As of this writing (November 2021) these functions have only been lightly tested. There is no guarantee the output is correct, but I have done plenty of tests for the common use cases. Please let me know of any problems you encounter.
testzero
This is the simplest to use but also the most limited. You are testing if a group of coefficients in a linear regression model is equal to zero. Suppose you have \[y_{t} = \beta_{0} + \beta_{1} x_{1t} + \beta_{2} x_{2t} + \beta_{3} x_{3t} + \varepsilon_{t}\]
If the output of that regression is in fit, you can do a test of \(\beta_{2} = \beta_{3} = 0\) using the testzero function:
testzero(fit, c(3,4))The second argument holds the index of the coefficients equal to zero under the null hypothesis. \(\beta_{2}\) is the third coefficient and \(\beta_{3}\) is the fourth, so the second argument is c(3,4).

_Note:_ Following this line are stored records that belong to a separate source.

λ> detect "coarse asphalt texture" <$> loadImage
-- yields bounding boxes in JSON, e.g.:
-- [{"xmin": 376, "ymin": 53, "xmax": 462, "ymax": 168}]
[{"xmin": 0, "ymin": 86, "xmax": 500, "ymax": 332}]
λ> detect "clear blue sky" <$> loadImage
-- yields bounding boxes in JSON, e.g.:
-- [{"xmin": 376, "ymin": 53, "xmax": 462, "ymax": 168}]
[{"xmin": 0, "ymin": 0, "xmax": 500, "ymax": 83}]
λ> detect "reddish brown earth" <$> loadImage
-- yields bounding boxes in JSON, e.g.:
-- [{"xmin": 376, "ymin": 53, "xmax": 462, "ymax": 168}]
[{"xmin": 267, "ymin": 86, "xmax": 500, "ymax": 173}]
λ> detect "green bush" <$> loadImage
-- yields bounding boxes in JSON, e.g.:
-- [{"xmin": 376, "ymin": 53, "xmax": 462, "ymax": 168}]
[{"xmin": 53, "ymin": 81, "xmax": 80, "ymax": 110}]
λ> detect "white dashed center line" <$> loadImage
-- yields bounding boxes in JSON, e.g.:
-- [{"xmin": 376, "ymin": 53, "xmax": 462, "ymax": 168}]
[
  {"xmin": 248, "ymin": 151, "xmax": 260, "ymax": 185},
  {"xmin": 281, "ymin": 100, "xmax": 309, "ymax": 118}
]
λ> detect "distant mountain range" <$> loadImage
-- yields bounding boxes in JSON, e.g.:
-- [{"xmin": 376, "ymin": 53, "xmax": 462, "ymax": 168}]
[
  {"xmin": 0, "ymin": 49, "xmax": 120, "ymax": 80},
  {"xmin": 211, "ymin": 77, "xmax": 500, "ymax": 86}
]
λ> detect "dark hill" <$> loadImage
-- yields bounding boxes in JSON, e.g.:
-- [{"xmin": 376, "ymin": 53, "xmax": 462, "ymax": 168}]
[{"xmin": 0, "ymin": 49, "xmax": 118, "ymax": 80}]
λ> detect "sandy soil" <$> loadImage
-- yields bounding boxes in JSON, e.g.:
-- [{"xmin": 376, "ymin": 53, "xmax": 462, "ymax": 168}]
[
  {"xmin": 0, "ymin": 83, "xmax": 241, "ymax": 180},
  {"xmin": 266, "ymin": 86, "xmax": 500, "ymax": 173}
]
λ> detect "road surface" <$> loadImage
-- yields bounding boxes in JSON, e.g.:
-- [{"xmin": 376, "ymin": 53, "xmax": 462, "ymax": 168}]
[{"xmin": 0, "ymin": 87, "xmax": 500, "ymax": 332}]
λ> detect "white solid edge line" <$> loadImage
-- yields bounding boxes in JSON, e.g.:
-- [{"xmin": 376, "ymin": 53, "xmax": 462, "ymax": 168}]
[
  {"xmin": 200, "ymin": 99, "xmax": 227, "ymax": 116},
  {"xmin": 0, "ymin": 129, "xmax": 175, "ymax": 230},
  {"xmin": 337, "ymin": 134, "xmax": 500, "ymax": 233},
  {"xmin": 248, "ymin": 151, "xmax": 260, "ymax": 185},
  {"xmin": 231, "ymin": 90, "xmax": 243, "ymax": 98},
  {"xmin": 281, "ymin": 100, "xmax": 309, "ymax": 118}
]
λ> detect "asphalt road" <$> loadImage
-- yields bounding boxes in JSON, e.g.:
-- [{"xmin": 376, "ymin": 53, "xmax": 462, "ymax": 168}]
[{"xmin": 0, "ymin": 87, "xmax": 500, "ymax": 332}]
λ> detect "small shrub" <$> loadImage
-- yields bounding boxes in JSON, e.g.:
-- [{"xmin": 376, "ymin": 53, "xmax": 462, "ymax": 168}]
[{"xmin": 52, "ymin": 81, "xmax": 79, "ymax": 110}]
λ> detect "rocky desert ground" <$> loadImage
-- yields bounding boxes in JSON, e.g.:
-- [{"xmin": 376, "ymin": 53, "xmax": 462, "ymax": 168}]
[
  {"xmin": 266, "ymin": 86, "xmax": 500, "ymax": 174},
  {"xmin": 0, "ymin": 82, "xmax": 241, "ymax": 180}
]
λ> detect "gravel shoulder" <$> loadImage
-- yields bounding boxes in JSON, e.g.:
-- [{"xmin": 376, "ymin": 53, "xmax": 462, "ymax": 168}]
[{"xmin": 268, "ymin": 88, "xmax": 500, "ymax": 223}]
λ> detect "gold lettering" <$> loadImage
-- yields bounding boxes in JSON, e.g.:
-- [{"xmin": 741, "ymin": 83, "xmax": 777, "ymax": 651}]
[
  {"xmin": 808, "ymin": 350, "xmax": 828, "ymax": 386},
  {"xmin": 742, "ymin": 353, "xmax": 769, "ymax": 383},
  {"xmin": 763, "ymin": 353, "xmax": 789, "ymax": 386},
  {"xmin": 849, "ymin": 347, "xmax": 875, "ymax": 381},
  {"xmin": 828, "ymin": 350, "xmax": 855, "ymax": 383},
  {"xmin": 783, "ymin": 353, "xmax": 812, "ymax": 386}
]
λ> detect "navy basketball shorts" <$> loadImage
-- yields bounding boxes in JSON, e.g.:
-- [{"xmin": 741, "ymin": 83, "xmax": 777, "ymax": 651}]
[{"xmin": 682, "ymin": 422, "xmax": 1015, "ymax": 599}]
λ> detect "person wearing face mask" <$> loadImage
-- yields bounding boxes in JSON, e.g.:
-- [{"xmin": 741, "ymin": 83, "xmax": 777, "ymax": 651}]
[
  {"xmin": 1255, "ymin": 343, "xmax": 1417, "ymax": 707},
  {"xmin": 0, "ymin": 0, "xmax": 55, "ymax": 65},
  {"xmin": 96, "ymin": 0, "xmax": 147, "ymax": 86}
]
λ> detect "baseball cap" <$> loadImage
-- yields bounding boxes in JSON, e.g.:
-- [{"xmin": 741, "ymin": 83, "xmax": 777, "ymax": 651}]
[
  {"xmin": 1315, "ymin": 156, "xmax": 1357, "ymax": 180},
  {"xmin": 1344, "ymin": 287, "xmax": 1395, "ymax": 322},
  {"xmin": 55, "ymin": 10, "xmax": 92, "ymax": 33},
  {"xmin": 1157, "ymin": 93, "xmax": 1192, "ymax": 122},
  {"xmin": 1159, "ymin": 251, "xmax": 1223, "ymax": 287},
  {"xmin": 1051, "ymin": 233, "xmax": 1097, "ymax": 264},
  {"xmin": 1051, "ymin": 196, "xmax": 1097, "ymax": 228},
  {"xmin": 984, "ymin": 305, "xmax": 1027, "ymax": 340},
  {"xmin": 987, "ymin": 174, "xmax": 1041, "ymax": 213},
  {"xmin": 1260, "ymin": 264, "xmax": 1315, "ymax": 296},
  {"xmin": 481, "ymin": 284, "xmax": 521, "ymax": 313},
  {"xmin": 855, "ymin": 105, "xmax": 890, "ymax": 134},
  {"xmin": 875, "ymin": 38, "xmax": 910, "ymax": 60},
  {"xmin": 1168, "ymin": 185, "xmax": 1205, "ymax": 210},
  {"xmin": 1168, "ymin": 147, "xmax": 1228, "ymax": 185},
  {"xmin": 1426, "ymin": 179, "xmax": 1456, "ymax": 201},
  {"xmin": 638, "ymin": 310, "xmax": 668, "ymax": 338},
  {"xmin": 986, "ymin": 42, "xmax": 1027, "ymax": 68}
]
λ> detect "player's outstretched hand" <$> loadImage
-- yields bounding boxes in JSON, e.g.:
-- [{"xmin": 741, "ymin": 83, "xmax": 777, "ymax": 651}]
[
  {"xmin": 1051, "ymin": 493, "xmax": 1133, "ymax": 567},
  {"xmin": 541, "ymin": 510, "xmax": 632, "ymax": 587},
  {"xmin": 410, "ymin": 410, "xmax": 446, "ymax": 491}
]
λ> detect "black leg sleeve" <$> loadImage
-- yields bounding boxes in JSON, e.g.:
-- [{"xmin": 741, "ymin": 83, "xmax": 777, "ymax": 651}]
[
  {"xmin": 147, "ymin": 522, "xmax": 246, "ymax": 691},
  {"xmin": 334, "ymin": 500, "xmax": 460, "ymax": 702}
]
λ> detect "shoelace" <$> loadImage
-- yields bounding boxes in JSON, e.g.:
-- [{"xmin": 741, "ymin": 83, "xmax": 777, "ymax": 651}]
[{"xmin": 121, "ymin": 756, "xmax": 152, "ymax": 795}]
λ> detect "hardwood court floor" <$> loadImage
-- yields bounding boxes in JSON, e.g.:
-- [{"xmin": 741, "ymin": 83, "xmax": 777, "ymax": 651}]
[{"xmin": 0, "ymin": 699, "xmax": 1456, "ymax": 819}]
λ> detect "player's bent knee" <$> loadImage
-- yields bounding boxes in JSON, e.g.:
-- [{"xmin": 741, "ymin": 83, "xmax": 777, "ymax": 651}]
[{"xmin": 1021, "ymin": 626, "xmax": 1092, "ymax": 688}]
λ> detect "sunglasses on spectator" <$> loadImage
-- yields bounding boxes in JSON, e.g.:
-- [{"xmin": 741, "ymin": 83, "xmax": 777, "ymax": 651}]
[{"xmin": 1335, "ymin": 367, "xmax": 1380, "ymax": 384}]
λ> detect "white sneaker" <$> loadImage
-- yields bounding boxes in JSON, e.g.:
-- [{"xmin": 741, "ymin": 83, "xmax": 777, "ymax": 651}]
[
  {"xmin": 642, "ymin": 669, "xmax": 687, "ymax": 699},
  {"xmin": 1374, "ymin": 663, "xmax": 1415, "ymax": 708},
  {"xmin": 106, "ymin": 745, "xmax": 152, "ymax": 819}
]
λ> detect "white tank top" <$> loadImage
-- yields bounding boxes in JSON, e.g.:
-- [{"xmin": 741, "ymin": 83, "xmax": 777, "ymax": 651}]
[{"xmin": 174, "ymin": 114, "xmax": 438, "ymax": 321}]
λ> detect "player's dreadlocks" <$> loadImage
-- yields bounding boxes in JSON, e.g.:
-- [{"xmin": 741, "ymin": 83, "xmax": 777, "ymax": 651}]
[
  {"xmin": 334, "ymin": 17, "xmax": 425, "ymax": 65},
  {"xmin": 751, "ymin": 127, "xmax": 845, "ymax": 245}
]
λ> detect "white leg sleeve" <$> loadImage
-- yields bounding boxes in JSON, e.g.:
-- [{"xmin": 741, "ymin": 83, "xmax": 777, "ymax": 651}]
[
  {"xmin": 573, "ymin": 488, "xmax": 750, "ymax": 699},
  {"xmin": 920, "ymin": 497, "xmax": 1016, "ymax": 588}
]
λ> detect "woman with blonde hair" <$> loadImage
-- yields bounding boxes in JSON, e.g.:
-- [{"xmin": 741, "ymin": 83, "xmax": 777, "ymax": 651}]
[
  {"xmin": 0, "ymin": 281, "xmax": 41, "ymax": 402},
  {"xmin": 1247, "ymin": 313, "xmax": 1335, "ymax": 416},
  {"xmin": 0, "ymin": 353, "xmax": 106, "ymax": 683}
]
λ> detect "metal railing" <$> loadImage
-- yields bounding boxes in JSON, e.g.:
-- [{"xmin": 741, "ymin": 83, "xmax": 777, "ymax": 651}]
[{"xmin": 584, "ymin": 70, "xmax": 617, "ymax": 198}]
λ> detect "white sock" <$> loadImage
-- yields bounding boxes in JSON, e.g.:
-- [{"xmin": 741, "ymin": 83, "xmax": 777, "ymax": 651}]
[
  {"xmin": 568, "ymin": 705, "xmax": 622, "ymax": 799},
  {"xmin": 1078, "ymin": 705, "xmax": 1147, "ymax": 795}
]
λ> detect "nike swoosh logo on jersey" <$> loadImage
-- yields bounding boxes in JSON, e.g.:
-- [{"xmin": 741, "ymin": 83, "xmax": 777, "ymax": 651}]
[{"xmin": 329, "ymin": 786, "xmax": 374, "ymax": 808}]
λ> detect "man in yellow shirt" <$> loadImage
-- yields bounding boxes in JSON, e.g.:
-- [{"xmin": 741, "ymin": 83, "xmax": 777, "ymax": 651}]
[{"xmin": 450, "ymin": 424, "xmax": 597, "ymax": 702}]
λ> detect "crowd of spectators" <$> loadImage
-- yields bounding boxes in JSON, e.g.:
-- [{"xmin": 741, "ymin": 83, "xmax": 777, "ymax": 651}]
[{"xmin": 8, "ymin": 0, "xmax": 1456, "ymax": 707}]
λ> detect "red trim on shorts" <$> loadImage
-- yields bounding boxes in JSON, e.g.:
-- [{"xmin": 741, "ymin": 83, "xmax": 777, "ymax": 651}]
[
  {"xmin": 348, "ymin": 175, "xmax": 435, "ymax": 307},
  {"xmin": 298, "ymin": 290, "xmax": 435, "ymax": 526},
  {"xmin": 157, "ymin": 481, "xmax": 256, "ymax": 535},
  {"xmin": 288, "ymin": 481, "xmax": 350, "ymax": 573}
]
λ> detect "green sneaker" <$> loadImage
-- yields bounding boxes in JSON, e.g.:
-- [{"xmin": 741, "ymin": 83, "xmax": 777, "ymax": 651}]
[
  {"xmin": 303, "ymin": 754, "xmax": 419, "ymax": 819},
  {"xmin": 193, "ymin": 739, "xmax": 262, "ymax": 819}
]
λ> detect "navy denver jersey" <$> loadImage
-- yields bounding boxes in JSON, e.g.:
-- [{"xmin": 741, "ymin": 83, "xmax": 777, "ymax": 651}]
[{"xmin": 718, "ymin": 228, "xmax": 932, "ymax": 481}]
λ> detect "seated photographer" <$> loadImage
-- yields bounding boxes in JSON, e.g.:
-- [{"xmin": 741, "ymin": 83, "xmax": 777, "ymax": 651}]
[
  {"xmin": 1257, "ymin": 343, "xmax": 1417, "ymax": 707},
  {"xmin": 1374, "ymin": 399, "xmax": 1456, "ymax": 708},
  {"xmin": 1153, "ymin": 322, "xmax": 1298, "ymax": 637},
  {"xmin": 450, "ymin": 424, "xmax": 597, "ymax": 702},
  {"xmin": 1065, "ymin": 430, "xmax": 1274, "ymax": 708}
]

The above uses the OLS covariance matrix for \(\theta\), so it may not be valid in the presence of heteroskedasticity and serial correlation. To use the default White correction for heteroskedasticity, set white=TRUE:
testzero(fit, c(3,4), white=TRUE)If you want the default Newey-West correction, use
testzero(fit, c(3,4), nw=TRUE)wald
You can always write a set of linear restrictions on the coefficients in the form \[R \theta = q,\] where \(R\) is a matrix, \(q\) is a vector, and \(\theta\) is the vector of coefficients. Once you’ve done that, you can call the wald function like this:
wald(fit, R, q)To correct for heteroskedasticity, use
wald(fit, R, q, white=TRUE)To do a Newey-West correction, use
wald(fit, R, q, nw=TRUE)wald.test
This is the lowest-level of the test. It is the most flexible, in the sense that you can provide the coefficients from any estimated model (not just a linear regression) and any covariance matrix (make any correction you want). You need not even estimate the model with R to use wald.test. If you put your constraint in the form \[R \theta = q\] and have covariance matrix \(V\), you call
wald.test(R, q, theta, V)Which to use?
In terms of convenience, testzero is the easiest, wald the second easiest, and wald.test not convenient at all. Note, however, that the same ordering applies to generality. wald.test can be used for any linear restrictions on any estimated model, while testzero can only be used to test that the coefficients in a linear regression model are zero.